Presidente da Signal, Meredith Whittaker, em 23 de maio (Foto: Miguel Medina / AFP)
Paris – As atuais tecnologias de inteligência artificial (IA) baseiam-se na vigilância em massa”, que se tornou “o motor econômico da indústria tecnológica”, alerta Meredith Whittaker, presidente da Signal, de mensagens encriptadas, reunida pela AFP no salão VivaTech em Paris.
A IA “requer uma quantidade astronômica de dados” e os produz “cada vez que faz uma previsão ou gera conteúdo”, lembra Meredith Whittaker, que trabalhou por mais de dez anos em questões de ética da IA dentro do Google, antes de bater a porta.
Estes dados, que podem ser completamente falsos, têm o poder “de dirigir as nossas vidas de uma forma que nos deveria alarmar”, continua ela.
O risco da IA, para este especialista, é acreditar no mito de uma “inteligência com capacidades sobre-humanas” e não ver que está “nas mãos de um punhado de empresas tecnológicas americanas que controlam a inteligência artificial e as infra-estruturas que governá-lo.
“Este é o resultado do modelo econômico de vigilância em massa que nasceu na década de 1990 nos Estados Unidos e que se tornou o motor econômico da indústria tecnológica”, acredita.
“Acolhemos estas empresas nos nossos governos e nas nossas instituições mais fundamentais – e até nas nossas vidas – sem responsabilização”, alerta Meredith Whittaker.

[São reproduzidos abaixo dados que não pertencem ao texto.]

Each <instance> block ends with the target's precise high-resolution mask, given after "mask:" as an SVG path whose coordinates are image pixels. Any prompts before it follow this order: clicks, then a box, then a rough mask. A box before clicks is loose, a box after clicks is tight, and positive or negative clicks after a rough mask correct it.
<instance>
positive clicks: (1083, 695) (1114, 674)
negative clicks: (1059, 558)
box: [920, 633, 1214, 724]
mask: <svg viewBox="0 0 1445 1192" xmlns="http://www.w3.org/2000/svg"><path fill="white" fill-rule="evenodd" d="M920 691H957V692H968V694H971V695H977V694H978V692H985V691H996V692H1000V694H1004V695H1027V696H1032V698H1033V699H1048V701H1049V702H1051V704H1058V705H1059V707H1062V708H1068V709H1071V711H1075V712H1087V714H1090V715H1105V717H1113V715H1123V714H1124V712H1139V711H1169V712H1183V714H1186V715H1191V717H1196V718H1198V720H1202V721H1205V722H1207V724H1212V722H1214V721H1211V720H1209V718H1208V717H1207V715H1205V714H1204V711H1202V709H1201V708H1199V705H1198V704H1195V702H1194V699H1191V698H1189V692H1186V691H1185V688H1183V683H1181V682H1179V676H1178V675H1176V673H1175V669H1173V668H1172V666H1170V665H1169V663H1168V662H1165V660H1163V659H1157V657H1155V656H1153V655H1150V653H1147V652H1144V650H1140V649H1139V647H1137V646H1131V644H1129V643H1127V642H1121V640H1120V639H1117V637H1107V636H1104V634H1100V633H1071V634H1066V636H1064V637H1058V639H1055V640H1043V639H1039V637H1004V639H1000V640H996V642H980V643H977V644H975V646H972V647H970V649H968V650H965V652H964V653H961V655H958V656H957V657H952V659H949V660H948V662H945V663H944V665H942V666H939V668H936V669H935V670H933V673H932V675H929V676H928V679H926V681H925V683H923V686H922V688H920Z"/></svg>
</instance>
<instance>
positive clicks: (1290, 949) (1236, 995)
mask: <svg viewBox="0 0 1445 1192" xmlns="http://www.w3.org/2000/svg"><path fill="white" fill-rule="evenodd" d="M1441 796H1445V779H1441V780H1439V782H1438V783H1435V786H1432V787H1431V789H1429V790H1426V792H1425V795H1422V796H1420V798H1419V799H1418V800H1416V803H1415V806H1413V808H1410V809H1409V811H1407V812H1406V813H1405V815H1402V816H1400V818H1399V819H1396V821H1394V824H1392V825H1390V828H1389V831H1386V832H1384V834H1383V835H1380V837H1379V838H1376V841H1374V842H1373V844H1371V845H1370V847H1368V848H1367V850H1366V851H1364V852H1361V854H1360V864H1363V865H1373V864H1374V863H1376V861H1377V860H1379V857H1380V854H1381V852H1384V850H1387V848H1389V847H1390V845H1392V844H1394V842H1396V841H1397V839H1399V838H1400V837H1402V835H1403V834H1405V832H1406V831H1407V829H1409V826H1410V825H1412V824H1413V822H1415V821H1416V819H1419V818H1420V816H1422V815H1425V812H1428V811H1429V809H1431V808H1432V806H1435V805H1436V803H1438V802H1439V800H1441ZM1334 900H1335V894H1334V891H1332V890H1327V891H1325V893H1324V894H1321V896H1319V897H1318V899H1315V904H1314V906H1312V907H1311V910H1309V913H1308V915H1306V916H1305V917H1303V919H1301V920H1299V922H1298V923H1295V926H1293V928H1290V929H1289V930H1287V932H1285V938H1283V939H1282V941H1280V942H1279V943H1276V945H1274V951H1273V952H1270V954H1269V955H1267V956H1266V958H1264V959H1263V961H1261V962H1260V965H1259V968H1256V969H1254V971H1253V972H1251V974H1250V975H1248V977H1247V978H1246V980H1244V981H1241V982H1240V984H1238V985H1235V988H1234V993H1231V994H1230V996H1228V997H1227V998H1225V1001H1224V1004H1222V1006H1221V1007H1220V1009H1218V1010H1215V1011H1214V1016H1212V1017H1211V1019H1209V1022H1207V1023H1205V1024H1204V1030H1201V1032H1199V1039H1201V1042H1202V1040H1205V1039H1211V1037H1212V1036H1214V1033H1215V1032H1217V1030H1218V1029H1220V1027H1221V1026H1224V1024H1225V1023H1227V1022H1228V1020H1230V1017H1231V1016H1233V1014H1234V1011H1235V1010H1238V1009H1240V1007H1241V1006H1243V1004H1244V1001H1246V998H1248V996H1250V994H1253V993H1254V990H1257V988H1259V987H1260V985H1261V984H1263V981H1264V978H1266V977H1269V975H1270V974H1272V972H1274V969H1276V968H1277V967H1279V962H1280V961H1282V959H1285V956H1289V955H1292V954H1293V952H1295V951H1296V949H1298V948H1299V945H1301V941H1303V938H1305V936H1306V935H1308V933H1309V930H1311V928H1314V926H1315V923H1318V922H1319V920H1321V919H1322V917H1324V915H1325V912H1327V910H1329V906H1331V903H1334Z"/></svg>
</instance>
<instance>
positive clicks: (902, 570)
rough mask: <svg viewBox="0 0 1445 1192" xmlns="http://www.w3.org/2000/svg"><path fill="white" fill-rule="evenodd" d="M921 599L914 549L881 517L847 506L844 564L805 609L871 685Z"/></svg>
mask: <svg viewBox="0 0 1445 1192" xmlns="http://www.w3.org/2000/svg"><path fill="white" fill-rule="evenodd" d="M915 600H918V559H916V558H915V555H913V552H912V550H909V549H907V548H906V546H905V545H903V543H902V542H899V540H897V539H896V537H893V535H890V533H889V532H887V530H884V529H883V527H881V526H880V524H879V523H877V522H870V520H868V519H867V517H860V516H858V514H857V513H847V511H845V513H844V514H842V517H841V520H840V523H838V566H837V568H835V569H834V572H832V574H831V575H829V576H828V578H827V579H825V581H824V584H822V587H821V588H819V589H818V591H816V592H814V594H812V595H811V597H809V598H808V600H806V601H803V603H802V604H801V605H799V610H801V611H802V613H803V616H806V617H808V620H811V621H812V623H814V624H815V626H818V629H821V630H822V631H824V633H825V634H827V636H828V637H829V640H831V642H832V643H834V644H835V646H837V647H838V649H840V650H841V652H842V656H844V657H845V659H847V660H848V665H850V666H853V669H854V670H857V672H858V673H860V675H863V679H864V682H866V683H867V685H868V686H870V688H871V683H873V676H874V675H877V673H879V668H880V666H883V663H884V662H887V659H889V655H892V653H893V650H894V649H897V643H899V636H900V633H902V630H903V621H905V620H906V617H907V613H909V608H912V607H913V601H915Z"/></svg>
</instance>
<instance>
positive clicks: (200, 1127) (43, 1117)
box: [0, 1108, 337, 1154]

A IA é “uma ferramenta para quem tem acesso ao capital, que geralmente é testada naqueles que têm menos poder”, acrescenta ela. “A maioria de nós não é usuário de inteligência artificial, nossos empregadores ou as autoridades governamentais a usam contra nós.”
“Reimaginando” a IA
Lançado em 2014 e financiado por doações, sem campanha de marketing ou orçamento de comunicação, o Signal rapidamente se tornou popular entre denunciantes e jornalistas.
Em termos de segurança de dados, o aplicativo americano é referência: não exige que o usuário compartilhe seu número de telefone, as mensagens são criptografadas por meio de um protocolo desenvolvido internamente e a quantidade de metadados aos quais o Signal tem acesso é mínima.
Sua popularidade aumentou no início de 2021, quando seu concorrente WhatsApp anunciou que compartilharia mais dados com sua empresa-mãe, o Facebook. No entanto, com mais de 40 milhões de utilizadores regulares, segundo especialistas, continua muito atrás dos gigantes WhatsApp (mais de 2 mil milhões de utilizadores) ou Messenger (quase mil milhões).
A fundação californiana responsável pelas mensagens fixou residência em Paris até ao final do ano para se concentrar no mercado europeu.
Mas, para Meredith Whittaker, a Europa não deveria tentar competir com os Estados Unidos ou a China numa corrida de IA “com algoritmos que reforçam sistemas de desigualdade e controlo”.
Por outro lado, ela apela aos líderes europeus para “reimaginarem a tecnologia que possa servir sociedades mais democráticas e que respeitem os direitos”.
O patrão “acha que o Signal é um bom exemplo e mostra que podemos construir uma tecnologia diferente que rejeite o modelo econômico de vigilância”.
“Sinto vontade de chorar”
Quanto à necessidade de IA de código aberto (ou seja, com código-fonte de acesso livre), defendida pelas empresas francesas Mistral AI ou Hugging Face, mas também pela americana Meta, Meredith Whittaker e não acredito.
” O que é Código aberto sobre uma tecnologia que requer US$ 100 milhões em poder computacional para treinar um único modelo?”, pergunta a mulher que co-escreveu um artigo sobre o assunto, que será publicado em breve na revista científica Natureza.
Tornar os conjuntos de dados acessíveis e permitir mais transparência nos modelos continua a ser útil, para a Sra. Whittaker, mas “precisamos de rever a definição e perguntar-nos o que realmente queremos dizer com código aberto”.
Também nos convida a aceitar com cautela as promessas da IA em relação ao meio ambiente.
“Há uma conversa constante sobre ciência ambiental, sobre um tipo de intervenção climática que virá da capacidade de analisar grandes quantidades de dados, identificar padrões recorrentes e usar inteligência artificial para o clima”, observa ela.
“Mas a quantidade de energia necessária para a criação e implantação destes sistemas dá vontade de chorar”, afirma o presidente da Signal, apontando “uma utilização massiva de combustíveis fósseis e recursos hídricos”.